I allowed him to lower my hands, but kept my head down.
"Tess, I promise, your being here is more than welcome- it was just unexpected. And how were you to know that I sleep in the altogether? Most men would be wearing clothing of some sort, you weren't to know. Could have happened to anyone."
"I feel stupid…"
"We've established both that that is your impression and that I insist you are not. Let us discuss something new- you want to sleep here tonight? Is there something wrong with your room?"
I shook my head.
"Nothing wrong with your room, then. You didn't see a mouse or a rat or an intimidating shadow, no long-dead relatives paying visits or anything that might frighten a young lady from her bed?"
I suddenly raised my head- "No, but should I? Is this place haunted?"
He smirked. "Not usually. But what ghost wouldn't want to haunt my Tess? I am alive and I long to haunt your every step and movement. Seems only sensible."

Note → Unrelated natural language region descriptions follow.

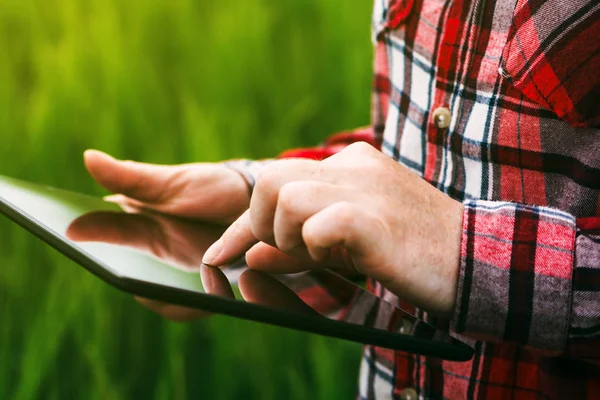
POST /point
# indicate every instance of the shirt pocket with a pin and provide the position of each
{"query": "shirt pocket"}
(552, 55)
(389, 14)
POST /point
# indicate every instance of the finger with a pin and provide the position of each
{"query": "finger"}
(266, 258)
(266, 192)
(342, 224)
(260, 288)
(145, 182)
(236, 240)
(297, 202)
(215, 282)
(179, 243)
(172, 312)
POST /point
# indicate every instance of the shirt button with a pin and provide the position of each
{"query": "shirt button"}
(405, 326)
(441, 117)
(408, 394)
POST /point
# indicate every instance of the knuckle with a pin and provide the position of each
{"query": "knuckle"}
(260, 231)
(288, 195)
(345, 212)
(265, 179)
(359, 147)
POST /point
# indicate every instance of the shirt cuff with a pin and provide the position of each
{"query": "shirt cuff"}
(516, 272)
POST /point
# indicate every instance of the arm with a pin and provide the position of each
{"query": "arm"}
(531, 276)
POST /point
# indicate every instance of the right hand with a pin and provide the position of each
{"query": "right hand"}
(205, 191)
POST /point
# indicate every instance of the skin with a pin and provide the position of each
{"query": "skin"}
(358, 210)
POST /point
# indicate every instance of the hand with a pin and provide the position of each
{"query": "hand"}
(395, 227)
(179, 243)
(211, 192)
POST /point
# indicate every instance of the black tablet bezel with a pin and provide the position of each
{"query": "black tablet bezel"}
(249, 311)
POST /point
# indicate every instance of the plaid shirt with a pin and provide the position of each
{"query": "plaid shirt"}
(497, 104)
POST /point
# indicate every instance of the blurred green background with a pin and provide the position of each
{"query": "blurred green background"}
(164, 81)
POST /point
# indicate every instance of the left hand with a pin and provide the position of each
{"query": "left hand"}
(395, 227)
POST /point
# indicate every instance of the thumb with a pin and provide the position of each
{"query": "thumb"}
(145, 182)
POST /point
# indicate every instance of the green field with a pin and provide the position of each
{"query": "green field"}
(163, 81)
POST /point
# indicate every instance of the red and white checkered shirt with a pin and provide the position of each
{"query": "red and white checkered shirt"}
(497, 104)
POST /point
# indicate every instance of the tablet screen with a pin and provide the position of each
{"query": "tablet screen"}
(150, 253)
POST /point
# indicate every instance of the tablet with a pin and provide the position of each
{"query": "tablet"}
(159, 257)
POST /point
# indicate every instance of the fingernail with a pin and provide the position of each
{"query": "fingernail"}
(112, 198)
(211, 256)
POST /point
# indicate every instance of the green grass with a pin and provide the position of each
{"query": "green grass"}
(163, 81)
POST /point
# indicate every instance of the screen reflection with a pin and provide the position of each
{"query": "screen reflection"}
(154, 250)
(180, 244)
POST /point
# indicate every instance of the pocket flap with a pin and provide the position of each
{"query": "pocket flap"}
(553, 56)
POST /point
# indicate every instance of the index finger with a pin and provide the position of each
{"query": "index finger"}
(233, 244)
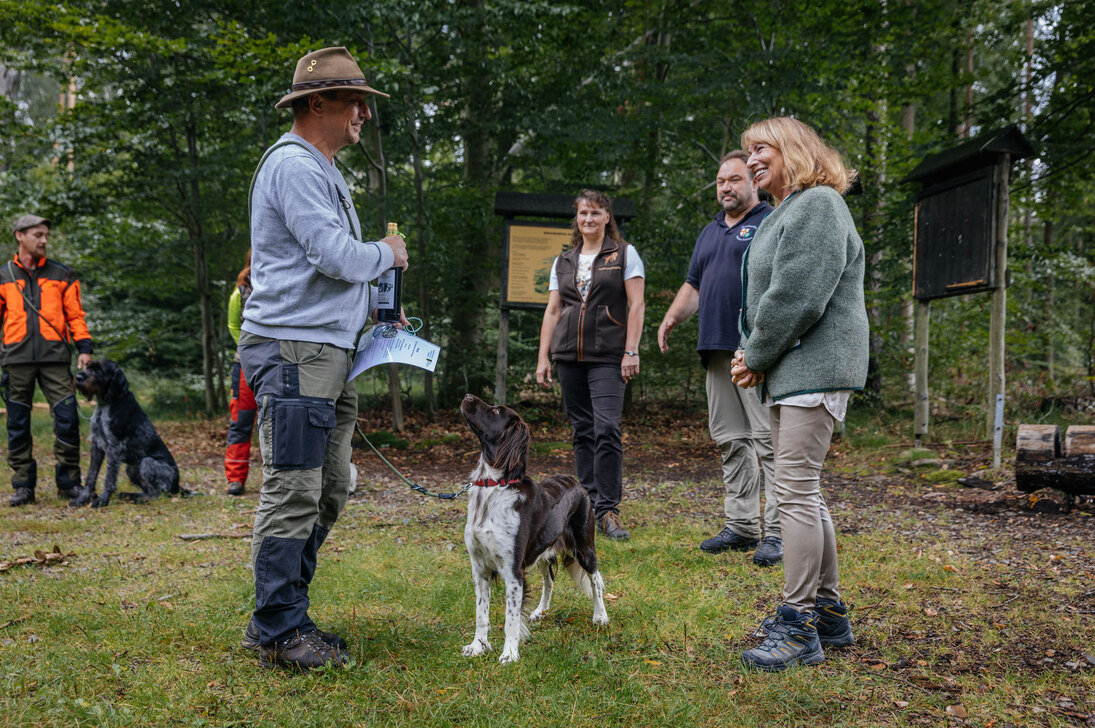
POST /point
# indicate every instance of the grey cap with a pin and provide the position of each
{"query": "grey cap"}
(29, 221)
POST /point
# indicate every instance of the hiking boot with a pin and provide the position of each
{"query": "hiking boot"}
(727, 539)
(612, 528)
(22, 497)
(301, 651)
(251, 638)
(770, 552)
(834, 630)
(792, 639)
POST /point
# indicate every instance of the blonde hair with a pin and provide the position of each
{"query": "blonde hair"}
(807, 161)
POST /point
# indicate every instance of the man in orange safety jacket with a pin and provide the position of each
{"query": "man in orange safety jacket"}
(41, 313)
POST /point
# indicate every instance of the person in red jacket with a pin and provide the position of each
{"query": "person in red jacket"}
(41, 313)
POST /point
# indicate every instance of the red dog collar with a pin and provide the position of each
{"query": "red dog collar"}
(490, 482)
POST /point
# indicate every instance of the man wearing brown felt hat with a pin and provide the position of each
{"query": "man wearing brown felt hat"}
(310, 270)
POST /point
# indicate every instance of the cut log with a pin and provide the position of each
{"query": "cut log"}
(1037, 443)
(1080, 440)
(1039, 462)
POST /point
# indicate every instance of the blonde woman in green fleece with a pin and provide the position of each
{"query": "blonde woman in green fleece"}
(804, 342)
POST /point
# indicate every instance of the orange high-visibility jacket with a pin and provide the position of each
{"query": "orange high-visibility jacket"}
(41, 337)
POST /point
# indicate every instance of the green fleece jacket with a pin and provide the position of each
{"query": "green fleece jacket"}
(804, 322)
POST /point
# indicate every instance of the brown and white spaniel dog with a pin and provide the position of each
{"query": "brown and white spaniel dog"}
(515, 522)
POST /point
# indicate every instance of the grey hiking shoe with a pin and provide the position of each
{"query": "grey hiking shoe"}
(792, 639)
(301, 651)
(834, 630)
(727, 539)
(612, 527)
(251, 637)
(770, 552)
(22, 497)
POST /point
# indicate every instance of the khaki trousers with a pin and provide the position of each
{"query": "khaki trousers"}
(800, 439)
(738, 423)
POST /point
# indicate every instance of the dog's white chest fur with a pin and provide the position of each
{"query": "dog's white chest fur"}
(493, 521)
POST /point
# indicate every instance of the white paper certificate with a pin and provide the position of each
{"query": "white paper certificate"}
(382, 344)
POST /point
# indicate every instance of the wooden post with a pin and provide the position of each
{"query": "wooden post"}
(922, 405)
(998, 319)
(503, 360)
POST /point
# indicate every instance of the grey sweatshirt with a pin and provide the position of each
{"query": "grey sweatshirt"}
(310, 270)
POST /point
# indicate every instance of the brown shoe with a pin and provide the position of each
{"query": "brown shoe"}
(251, 637)
(301, 651)
(612, 528)
(22, 497)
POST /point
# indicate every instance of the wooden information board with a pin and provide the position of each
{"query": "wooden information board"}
(529, 252)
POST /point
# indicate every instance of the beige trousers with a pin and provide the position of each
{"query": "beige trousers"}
(800, 440)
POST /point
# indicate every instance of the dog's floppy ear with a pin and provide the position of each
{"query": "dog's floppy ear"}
(514, 449)
(118, 384)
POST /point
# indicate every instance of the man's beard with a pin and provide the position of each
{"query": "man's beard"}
(737, 207)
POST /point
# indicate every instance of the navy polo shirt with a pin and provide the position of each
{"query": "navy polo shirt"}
(716, 272)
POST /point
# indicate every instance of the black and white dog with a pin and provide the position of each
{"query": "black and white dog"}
(515, 522)
(123, 434)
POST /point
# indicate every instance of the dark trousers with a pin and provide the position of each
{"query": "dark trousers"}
(594, 396)
(18, 388)
(307, 414)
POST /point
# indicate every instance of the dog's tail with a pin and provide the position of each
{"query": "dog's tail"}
(579, 576)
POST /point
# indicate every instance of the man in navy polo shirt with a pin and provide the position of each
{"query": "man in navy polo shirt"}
(737, 419)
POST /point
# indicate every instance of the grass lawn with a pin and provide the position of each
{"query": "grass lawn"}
(968, 607)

I chuckled and shook my head.
"You say the strangest things sometimes, Alec."
"Aha- so, we've established that, of the two of us, I am the more preposterous. No more talk of you being anything of the sort! Still, I ask- what brought you here?"
I started to lower my head again, but he took my chin, gently insisting that I keep looking into his face.

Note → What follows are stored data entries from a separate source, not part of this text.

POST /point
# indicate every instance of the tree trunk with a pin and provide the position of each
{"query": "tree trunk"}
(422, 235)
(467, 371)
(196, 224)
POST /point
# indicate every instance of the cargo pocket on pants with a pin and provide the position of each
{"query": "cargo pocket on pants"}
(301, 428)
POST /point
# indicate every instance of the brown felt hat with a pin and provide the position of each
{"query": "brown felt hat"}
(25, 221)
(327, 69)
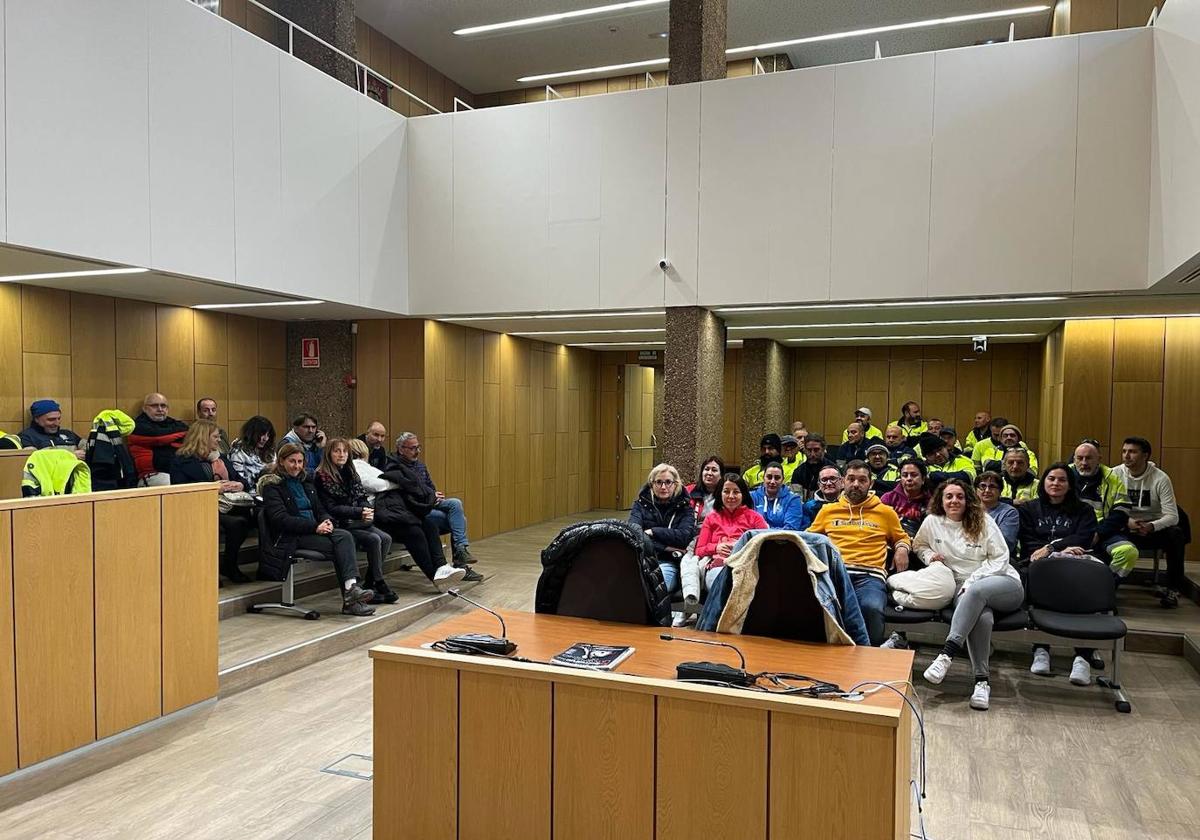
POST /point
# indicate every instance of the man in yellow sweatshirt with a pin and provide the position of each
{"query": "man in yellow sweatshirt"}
(863, 529)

"I couldn't think of a reason to stay there, when you're here."
He pulled me to him, and I happily laid my head against his shoulder as his arms went around my shoulders, holding me to him. He kissed the top of my head and sighed.
"My Tess, whatever shall I do with you?"
"Anything you want…" I said it in a small voice, and it was one those thoughts you don't realize are true until they are said aloud.
Alec went very still, and the air seemed to be holding its breath- the sensation in the room had changed at my words. I had inadvertently set my skin aflame, a strange and heavy feeling began to snarl within my stomach, and my muscles all but twitched with something akin to anticipation; I had to remember to draw breath.
"Tess, we are venturing into uncharted waters, and they could be dangerous. I hate to keep asking you to clarify things as if you don't know your own mind, but I need to know that you know what all you're saying, what it makes me think. And how terrified I am that I will misunderstand you in some way, and that I'll lose the little control I have."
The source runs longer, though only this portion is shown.